Como alternativa, o relatório indica a parceria
entre a tecnologia tradicional com o uso de infraestrutura verde, voltada para
os recursos hídricos, que usa sistemas naturais ou seminaturais para oferecer
opções de gestão da água, com benefícios equivalentes ou similares à
tradicional infraestrutura hídrica cinza (construída/física).
“Em algumas situações, as
abordagens baseadas na natureza podem oferecer a principal ou a única solução
viável (por exemplo, a recuperação de paisagens para combater a degradação do
solo e a desertificação), ao passo que para outras finalidades apenas uma
infraestrutura cinza funcionaria (por exemplo, o fornecimento de água para uma
casa por meio de canos e torneiras). Contudo, na maioria dos casos, as
infraestruturas verdes e as infraestruturas cinzas podem e devem trabalhar em
conjunto”, acrescenta a publicação.
Riscos relacionados à
água
Atualmente, o mundo todo tem
presenciado os riscos de desastres relacionados à água, como inundações e secas
associadas a uma crescente mudança temporária de recursos hídricos em virtude
de alterações climáticas.
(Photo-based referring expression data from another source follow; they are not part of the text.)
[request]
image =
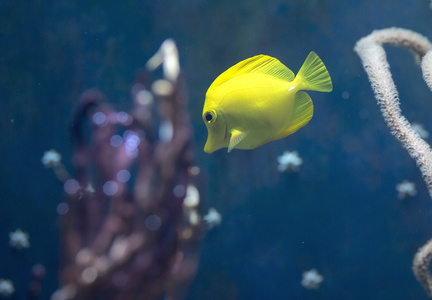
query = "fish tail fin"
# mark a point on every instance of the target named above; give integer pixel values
(314, 75)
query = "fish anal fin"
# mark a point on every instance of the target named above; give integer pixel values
(260, 64)
(314, 75)
(236, 137)
(302, 114)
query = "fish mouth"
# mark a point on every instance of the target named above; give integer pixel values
(216, 141)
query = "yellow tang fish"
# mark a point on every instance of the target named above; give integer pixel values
(260, 100)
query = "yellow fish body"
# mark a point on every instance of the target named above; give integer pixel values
(260, 100)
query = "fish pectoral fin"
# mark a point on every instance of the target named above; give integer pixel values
(236, 137)
(302, 114)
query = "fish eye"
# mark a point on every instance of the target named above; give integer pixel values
(210, 116)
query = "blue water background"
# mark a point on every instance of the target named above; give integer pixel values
(339, 214)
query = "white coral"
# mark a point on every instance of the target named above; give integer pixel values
(311, 279)
(51, 158)
(289, 161)
(213, 218)
(406, 189)
(19, 239)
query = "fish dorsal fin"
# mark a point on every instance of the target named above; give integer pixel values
(260, 64)
(301, 115)
(236, 137)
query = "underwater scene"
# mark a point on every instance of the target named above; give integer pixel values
(215, 149)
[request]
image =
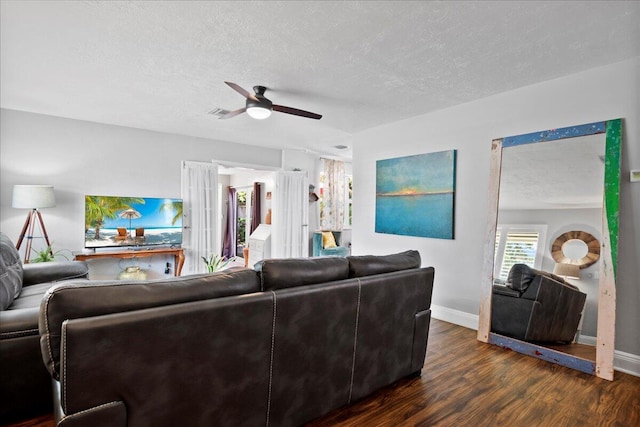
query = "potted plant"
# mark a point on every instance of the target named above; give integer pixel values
(216, 262)
(47, 254)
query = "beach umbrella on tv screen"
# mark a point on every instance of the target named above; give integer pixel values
(130, 213)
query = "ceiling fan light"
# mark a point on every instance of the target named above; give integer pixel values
(258, 112)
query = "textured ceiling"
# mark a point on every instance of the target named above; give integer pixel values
(161, 65)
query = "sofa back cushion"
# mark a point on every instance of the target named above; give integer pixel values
(10, 272)
(290, 272)
(82, 299)
(368, 265)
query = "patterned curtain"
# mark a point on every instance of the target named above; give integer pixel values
(332, 210)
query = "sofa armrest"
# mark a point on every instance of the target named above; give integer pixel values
(43, 272)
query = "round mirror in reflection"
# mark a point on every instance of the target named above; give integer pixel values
(576, 247)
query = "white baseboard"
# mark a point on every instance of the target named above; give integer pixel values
(622, 362)
(456, 317)
(626, 362)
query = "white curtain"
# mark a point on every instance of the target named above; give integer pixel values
(201, 217)
(332, 215)
(290, 216)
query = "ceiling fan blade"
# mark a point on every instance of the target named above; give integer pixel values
(241, 91)
(233, 113)
(296, 112)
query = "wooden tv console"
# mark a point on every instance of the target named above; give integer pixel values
(178, 254)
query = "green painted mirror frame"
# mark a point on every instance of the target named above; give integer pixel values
(603, 365)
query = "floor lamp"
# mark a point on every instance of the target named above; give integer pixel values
(32, 197)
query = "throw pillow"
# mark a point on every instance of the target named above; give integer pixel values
(328, 241)
(10, 272)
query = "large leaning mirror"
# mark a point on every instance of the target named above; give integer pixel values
(553, 208)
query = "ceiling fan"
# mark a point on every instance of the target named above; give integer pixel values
(259, 107)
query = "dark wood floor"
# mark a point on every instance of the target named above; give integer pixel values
(467, 383)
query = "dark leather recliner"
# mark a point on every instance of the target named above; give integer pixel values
(535, 306)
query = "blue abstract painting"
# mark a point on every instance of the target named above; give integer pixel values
(415, 195)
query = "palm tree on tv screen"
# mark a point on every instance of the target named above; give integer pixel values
(99, 208)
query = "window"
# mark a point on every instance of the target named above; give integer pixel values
(521, 244)
(348, 203)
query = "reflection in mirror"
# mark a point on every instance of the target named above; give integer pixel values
(550, 182)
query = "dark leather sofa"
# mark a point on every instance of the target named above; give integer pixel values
(25, 384)
(536, 306)
(278, 346)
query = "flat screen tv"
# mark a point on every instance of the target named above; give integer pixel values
(114, 221)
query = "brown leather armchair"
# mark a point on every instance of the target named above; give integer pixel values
(536, 305)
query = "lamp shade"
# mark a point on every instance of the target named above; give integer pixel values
(570, 271)
(33, 196)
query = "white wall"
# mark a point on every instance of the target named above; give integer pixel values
(80, 158)
(560, 221)
(603, 93)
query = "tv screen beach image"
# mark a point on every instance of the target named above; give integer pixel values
(112, 221)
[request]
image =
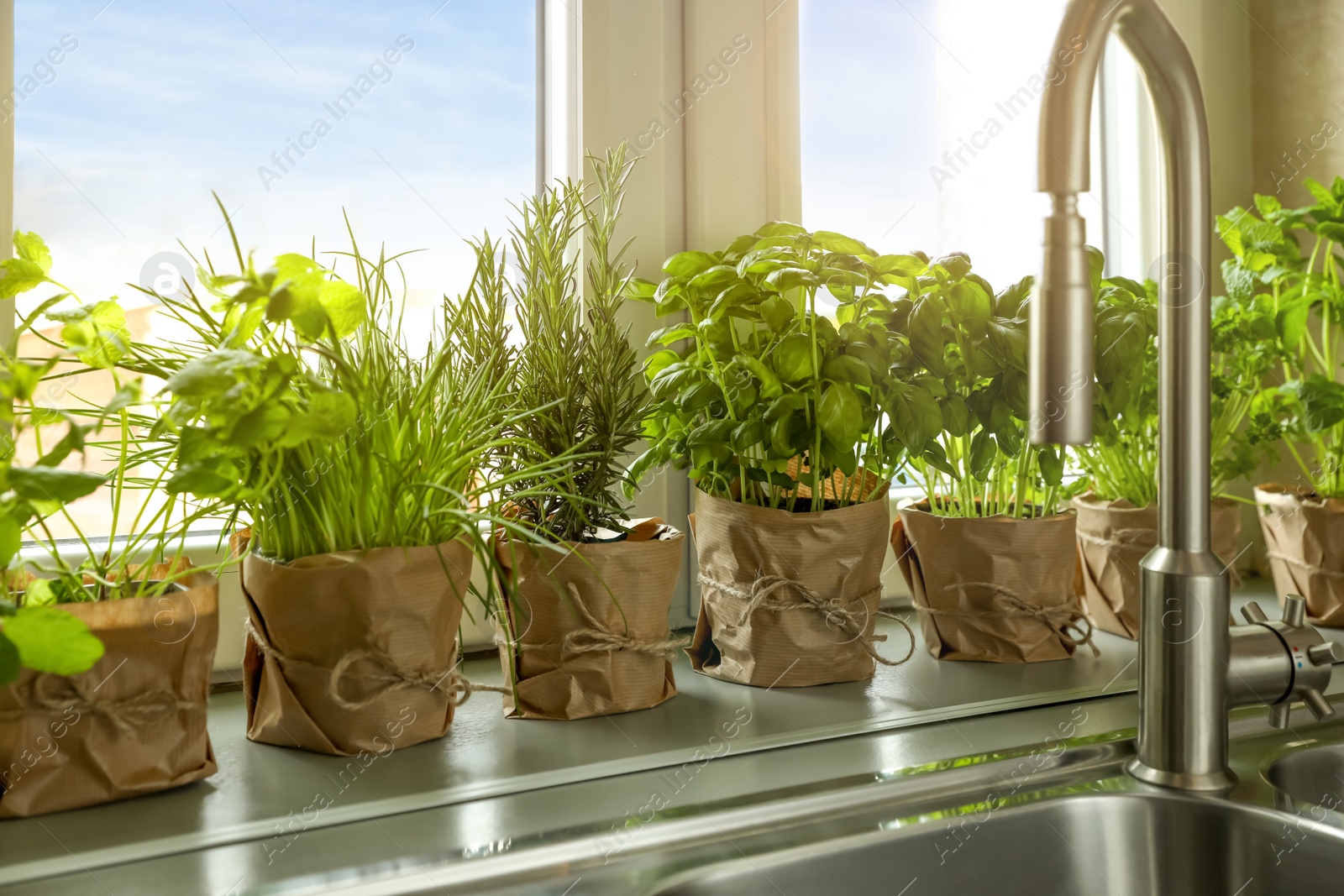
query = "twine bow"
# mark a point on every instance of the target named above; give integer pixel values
(835, 611)
(1137, 537)
(382, 674)
(600, 638)
(1072, 626)
(125, 715)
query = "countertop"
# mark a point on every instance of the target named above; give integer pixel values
(259, 806)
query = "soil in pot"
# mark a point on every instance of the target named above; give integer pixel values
(588, 626)
(1115, 537)
(995, 589)
(132, 725)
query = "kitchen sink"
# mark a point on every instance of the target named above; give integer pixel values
(1115, 844)
(1059, 817)
(1312, 775)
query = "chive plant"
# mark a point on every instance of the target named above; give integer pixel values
(144, 530)
(300, 402)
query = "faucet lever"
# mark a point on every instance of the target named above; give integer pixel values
(1253, 614)
(1294, 610)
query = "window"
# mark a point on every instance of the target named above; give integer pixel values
(416, 118)
(920, 125)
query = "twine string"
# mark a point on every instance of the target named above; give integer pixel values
(600, 638)
(125, 715)
(1070, 624)
(381, 673)
(768, 593)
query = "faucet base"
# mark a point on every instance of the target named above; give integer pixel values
(1183, 653)
(1216, 781)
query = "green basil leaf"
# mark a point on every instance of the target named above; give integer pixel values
(792, 358)
(843, 369)
(689, 264)
(53, 484)
(51, 640)
(840, 414)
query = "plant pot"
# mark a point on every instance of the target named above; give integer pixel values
(354, 652)
(132, 725)
(588, 625)
(1304, 539)
(995, 589)
(1115, 537)
(788, 600)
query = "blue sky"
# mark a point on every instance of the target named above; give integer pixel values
(870, 129)
(163, 102)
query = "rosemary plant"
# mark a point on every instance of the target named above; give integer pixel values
(577, 363)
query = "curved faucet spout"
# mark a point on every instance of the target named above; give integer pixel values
(1183, 649)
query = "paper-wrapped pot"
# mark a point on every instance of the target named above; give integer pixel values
(588, 625)
(1304, 539)
(132, 725)
(356, 651)
(788, 600)
(995, 589)
(1115, 537)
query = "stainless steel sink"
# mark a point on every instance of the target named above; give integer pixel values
(1312, 775)
(1115, 844)
(1061, 817)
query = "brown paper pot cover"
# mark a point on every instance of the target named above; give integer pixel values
(1304, 537)
(968, 575)
(374, 631)
(1113, 537)
(134, 725)
(837, 555)
(627, 589)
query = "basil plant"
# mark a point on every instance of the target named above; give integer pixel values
(1294, 304)
(1121, 461)
(793, 367)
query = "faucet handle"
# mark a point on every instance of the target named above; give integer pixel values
(1319, 705)
(1278, 714)
(1294, 610)
(1326, 653)
(1253, 614)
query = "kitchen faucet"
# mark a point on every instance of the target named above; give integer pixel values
(1193, 665)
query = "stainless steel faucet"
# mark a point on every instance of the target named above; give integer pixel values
(1193, 667)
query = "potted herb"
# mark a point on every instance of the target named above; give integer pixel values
(990, 555)
(1303, 296)
(792, 426)
(1117, 517)
(355, 463)
(584, 627)
(105, 658)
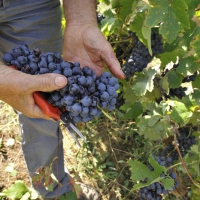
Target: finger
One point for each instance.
(111, 61)
(45, 83)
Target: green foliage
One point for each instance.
(157, 120)
(140, 172)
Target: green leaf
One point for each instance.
(196, 83)
(71, 195)
(188, 66)
(174, 79)
(26, 196)
(115, 3)
(192, 4)
(126, 8)
(17, 190)
(168, 57)
(140, 172)
(136, 26)
(154, 132)
(170, 27)
(180, 113)
(156, 12)
(196, 46)
(129, 95)
(146, 32)
(180, 8)
(165, 84)
(144, 82)
(133, 111)
(196, 96)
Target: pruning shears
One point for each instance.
(57, 115)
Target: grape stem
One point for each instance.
(175, 130)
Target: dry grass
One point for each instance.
(84, 164)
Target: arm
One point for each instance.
(16, 89)
(83, 40)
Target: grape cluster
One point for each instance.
(166, 157)
(140, 57)
(100, 17)
(84, 93)
(190, 78)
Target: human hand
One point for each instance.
(86, 44)
(16, 89)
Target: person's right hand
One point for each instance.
(16, 89)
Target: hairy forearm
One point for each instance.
(80, 11)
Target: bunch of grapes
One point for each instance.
(166, 157)
(84, 94)
(140, 57)
(100, 17)
(190, 78)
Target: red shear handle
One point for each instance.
(48, 109)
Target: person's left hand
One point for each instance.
(87, 45)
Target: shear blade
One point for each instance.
(74, 137)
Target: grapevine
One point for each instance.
(84, 94)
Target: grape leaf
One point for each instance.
(168, 57)
(188, 66)
(196, 83)
(156, 12)
(136, 26)
(154, 132)
(144, 82)
(139, 172)
(180, 8)
(129, 94)
(174, 79)
(126, 8)
(165, 84)
(181, 114)
(170, 27)
(196, 96)
(132, 110)
(146, 32)
(192, 4)
(115, 3)
(196, 46)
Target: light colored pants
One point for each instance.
(37, 24)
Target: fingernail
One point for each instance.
(60, 81)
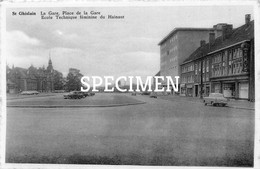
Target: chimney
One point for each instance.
(211, 38)
(247, 18)
(202, 42)
(226, 31)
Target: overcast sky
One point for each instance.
(106, 47)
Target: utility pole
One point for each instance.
(201, 78)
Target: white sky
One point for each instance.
(106, 47)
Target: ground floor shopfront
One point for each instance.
(195, 90)
(236, 87)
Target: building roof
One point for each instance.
(183, 29)
(158, 73)
(240, 34)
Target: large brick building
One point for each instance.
(39, 79)
(224, 65)
(178, 45)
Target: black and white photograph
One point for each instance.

Segundo o relatório, cerca de 30% da população
mundial vive em áreas e regiões afetadas rotineiramente por inundações e secas.
A degradação dos ecossistemas é a principal causa dos crescentes riscos e
eventos extremos relacionados à água e, além disso, ela reduz a capacidade de
aproveitar plenamente o potencial das soluções baseadas na natureza.
“Vemos que cada vez mais
estão se intensificando os eventos extremos, desastres naturais, justamente nas
áreas que já estão sujeitas a esses desastres. Onde há seca, em zonas
extremamente áridas, haverá cada vez mais secas, com cada vez mais impactos.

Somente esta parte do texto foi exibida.